Trump echoed the letter's claims by saying the Democrats "have eviscerated the rules."
He went on to say that Democratic investigators deprived the Republican Party of the right to have lawyers.
"They don't give us any fair play, it is the most unfair situation people have seen, no lawyers," he said.
Pelosi announced the initiation of the impeachment inquiry last month following an anonymous whistleblower complaint about Trump's alleged inappropriate interactions with his Ukrainian counterpart Volodymyr Zelensky.
The whistleblower -- and the Democrats pushing for the impeachment -- believed Trump sought help from the Ukrainian president to win his re-election campaign.

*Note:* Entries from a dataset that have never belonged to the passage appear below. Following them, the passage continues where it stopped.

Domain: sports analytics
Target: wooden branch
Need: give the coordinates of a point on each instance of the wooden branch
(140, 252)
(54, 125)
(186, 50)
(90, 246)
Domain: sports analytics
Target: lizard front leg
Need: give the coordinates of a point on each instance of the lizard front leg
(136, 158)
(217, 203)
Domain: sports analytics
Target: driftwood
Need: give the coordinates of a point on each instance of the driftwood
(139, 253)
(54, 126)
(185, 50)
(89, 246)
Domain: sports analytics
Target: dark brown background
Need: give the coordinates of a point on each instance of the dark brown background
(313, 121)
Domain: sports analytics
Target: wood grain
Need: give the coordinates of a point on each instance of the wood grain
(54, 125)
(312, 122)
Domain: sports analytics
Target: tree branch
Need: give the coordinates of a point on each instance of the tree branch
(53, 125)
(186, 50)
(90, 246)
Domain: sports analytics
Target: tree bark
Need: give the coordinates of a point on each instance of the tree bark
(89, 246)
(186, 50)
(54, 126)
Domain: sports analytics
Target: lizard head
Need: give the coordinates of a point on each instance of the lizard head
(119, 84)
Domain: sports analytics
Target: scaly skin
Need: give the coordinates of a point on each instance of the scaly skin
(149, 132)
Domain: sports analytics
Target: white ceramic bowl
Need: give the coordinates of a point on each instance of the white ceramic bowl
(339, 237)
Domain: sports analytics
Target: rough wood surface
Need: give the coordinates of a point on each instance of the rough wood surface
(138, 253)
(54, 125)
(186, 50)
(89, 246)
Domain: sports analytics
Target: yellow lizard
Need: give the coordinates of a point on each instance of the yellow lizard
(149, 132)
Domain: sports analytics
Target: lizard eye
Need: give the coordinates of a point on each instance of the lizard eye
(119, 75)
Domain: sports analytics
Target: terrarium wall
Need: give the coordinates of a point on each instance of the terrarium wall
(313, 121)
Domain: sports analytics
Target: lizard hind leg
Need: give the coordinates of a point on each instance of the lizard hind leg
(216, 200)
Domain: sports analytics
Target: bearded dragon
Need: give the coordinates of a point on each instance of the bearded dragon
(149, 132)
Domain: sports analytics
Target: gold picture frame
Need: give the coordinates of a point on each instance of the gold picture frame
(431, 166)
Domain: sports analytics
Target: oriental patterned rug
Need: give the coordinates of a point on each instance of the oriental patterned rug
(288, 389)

Trump asked Zelensky, to investigate Democrat presidential candidate and his rival, Joe Biden, whom Trump accused of involvement in a corruption case in Ukraine, according to the transcript of a July 25 phone call between the presidents released by the White House.
Since then, the president has denied any wrongdoing, insisting that no pressure was put on Zelensky.
Pelosi, in a statement issued on Tuesday, said that the White House's letter in defiance of the impeachment inquiry is "another unlawful attempt to hide the facts of the Trump Administration's brazen efforts to pressure foreign powers to intervene in the 2020 elections."
In a direct attack on Pelosi, Trump said the congresswoman "is as guilty as she is.